DCT Coefficients
Discrete Cosine Transform (DCT) coefficients represent the spatial frequency components of an image or signal. By transforming pixel data from the spatial domain to the frequency domain, DCT separates information into low-frequency components (general structure) and high-frequency components (fine details).
Key Properties
- Energy Compaction: Most visual information is concentrated in a small number of low-frequency coefficients, enabling efficient compression.
- Perceptual Uniformity: High-frequency coefficients often contain data that is less perceptible to the human eye, allowing for aggressive quantization without noticeable quality loss.

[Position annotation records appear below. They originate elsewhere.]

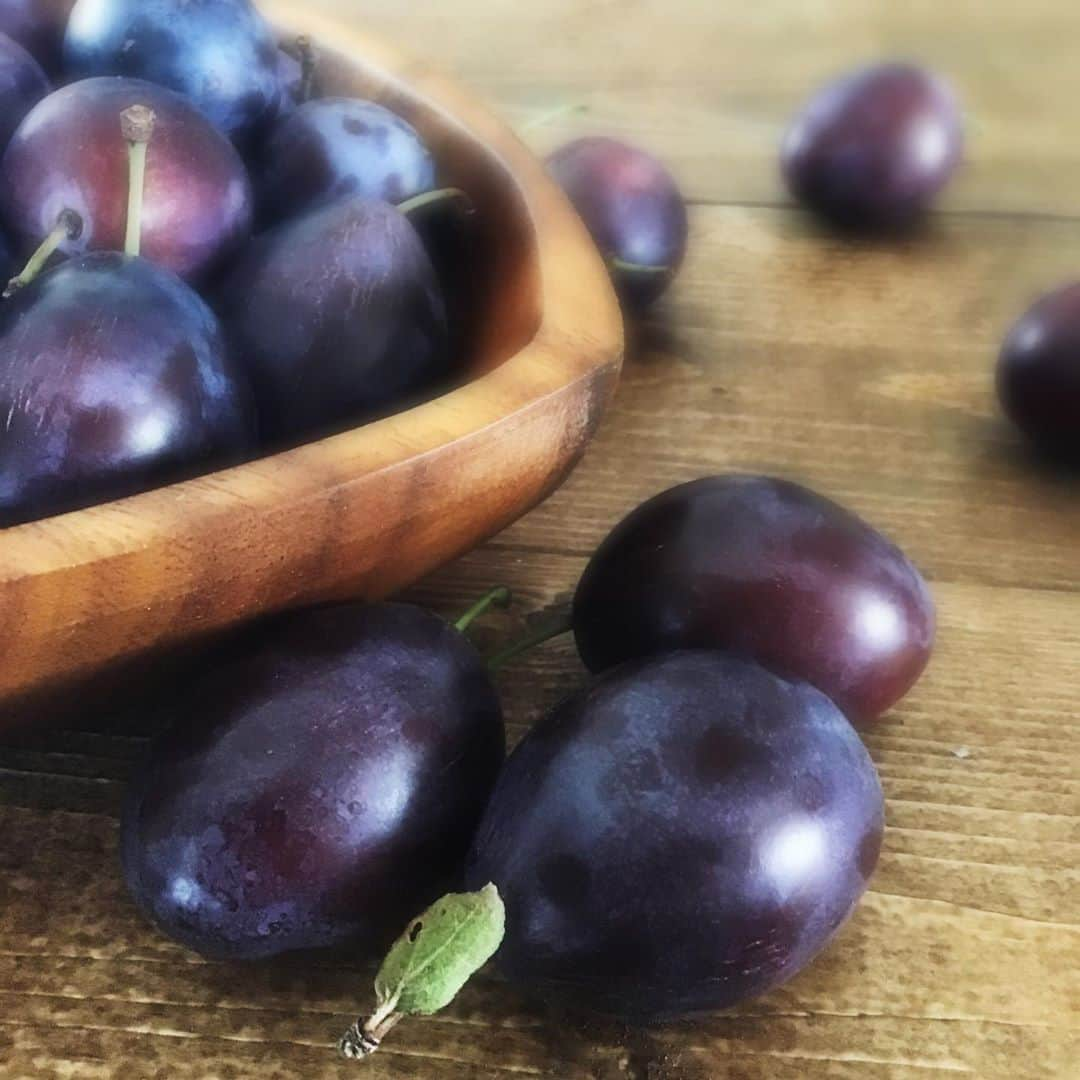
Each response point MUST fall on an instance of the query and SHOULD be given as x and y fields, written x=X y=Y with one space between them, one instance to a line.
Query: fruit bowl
x=368 y=511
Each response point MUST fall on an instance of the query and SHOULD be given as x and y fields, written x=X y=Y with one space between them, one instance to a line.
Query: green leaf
x=440 y=950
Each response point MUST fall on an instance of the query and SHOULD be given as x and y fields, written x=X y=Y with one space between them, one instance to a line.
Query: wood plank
x=712 y=88
x=864 y=370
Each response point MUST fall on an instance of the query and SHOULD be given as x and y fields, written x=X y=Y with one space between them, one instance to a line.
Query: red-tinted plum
x=339 y=146
x=632 y=206
x=873 y=149
x=23 y=84
x=337 y=318
x=320 y=787
x=221 y=54
x=38 y=26
x=685 y=834
x=1039 y=374
x=115 y=379
x=69 y=153
x=768 y=569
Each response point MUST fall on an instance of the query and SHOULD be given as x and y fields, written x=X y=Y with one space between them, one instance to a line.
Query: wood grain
x=864 y=370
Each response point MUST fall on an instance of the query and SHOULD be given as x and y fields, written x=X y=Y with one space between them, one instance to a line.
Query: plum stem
x=68 y=227
x=551 y=115
x=625 y=267
x=365 y=1036
x=562 y=623
x=306 y=53
x=429 y=198
x=499 y=596
x=137 y=126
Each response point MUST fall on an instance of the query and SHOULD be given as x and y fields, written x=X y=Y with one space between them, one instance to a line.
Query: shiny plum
x=874 y=148
x=339 y=146
x=686 y=833
x=220 y=54
x=1039 y=374
x=38 y=26
x=23 y=84
x=633 y=208
x=768 y=569
x=115 y=379
x=337 y=316
x=318 y=787
x=69 y=153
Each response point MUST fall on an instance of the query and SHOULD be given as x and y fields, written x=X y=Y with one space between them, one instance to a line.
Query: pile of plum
x=218 y=262
x=232 y=271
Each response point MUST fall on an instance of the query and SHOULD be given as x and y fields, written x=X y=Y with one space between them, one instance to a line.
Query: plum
x=319 y=785
x=69 y=153
x=38 y=26
x=633 y=208
x=766 y=568
x=340 y=146
x=686 y=833
x=221 y=54
x=115 y=378
x=874 y=148
x=1039 y=373
x=337 y=316
x=23 y=84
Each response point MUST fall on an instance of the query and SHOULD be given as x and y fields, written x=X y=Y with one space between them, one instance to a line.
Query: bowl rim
x=28 y=549
x=576 y=349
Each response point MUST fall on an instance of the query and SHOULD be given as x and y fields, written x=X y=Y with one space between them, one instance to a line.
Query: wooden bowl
x=369 y=511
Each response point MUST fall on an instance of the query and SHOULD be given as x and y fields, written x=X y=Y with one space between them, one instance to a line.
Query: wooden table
x=864 y=370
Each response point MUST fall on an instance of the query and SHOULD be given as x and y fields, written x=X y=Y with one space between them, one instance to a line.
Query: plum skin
x=632 y=207
x=38 y=26
x=318 y=787
x=116 y=379
x=69 y=153
x=221 y=54
x=872 y=149
x=337 y=316
x=766 y=568
x=1038 y=376
x=686 y=833
x=338 y=146
x=23 y=83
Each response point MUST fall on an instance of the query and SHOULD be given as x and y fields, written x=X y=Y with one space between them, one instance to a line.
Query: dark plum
x=874 y=148
x=69 y=153
x=23 y=83
x=685 y=834
x=289 y=79
x=220 y=54
x=337 y=316
x=318 y=787
x=1039 y=374
x=115 y=379
x=632 y=206
x=38 y=26
x=766 y=568
x=340 y=146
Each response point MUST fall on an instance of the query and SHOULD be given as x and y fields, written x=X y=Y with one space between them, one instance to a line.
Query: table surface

- Basis Functions: Uses cosine functions of different frequencies; orthogonal basis ensures no redundancy.
Applications
- Image/Video Compression: Central to JPEG, MPEG, and H.264 standards. Coefficients are quantized and entropy-coded.
- Steganography:
- LSB Substitution in spatial domain is detectable by statistical analysis.
- DCT Domain Steganography: Embedding data in DCT coefficients is more robust against compression and noise.
- See: Steganography in Digital Images: Concealing Data via LSB and DCT Coefficients for detailed comparison of LSB vs. DCT embedding methods.
- Audio Compression: Used in MP3 and AAC via Modified Discrete Cosine Transform (MDCT).
Relationship to Other Concepts
- fourier-transform: DCT is equivalent to DFT for even-symmetric real signals, avoiding complex numbers.
- model-compression: The step where DCT coefficients are rounded to reduce precision, introducing loss in lossy compression.
- Psychoacoustics and Psychovisual Models: Guide which DCT coefficients can be discarded or modified based on human perception thresholds.